Causal inference methods for small non-randomized studies: Methods and an application in COVID-19.

机构信息

Department of Medical Statistics, University Medical Center Göttingen, Humboldtallee 32, 37073 Göttingen, Germany.

出版信息

Contemp Clin Trials. 2020 Dec;99:106213. doi: 10.1016/j.cct.2020.106213. Epub 2020 Nov 11.

Abstract

The usual development cycles are too slow for the development of vaccines, diagnostics and treatments in pandemics such as the ongoing SARS-CoV-2 pandemic. Given the pressure in such a situation, there is a risk that findings of early clinical trials are overinterpreted despite their limitations in terms of size and design. Motivated by a non-randomized open-label study investigating the efficacy of hydroxychloroquine in patients with COVID-19, we describe in a unified fashion various alternative approaches to the analysis of non-randomized studies. A widely used tool to reduce the impact of treatment-selection bias are so-called propensity score (PS) methods. Conditioning on the propensity score allows one to replicate the design of a randomized controlled trial, conditional on observed covariates. Extensions include the g-computation approach, which is less frequently applied, in particular in clinical studies. Moreover, doubly robust estimators provide additional advantages. Here, we investigate the properties of propensity score based methods including three variations of doubly robust estimators in small sample settings, typical for early trials, in a simulation study.

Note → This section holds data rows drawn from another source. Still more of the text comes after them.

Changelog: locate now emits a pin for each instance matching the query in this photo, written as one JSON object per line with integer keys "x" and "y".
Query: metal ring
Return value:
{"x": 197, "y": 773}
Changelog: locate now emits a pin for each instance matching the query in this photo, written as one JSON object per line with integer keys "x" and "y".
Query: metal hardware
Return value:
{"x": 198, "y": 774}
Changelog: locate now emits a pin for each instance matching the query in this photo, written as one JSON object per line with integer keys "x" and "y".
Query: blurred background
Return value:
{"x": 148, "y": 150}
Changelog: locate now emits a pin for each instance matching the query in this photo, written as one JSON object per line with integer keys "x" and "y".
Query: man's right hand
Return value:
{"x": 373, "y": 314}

R code for the simulations is provided.

摘要

通常的开发周期对于像当前的 SARS-CoV-2 大流行这样的大流行中的疫苗、诊断和治疗的开发来说太慢了。鉴于这种情况下的压力,尽管早期临床试验在规模和设计方面存在局限性,但仍存在对其结果过度解释的风险。受一项针对 COVID-19 患者羟氯喹疗效的非随机开放标签研究的启发,我们以统一的方式描述了各种分析非随机研究的替代方法。一种广泛使用的工具,可以减少治疗选择偏差的影响是所谓的倾向评分(PS)方法。在倾向评分的条件下,可以根据观察到的协变量复制随机对照试验的设计。扩展包括不太常用的 g 计算方法,特别是在临床研究中。此外,双重稳健估计器提供了额外的优势。在这里,我们在模拟研究中调查了小样本情况下(早期试验中典型的情况)基于倾向评分的方法的特性,包括三种双重稳健估计器的变化。提供了用于模拟的 R 代码。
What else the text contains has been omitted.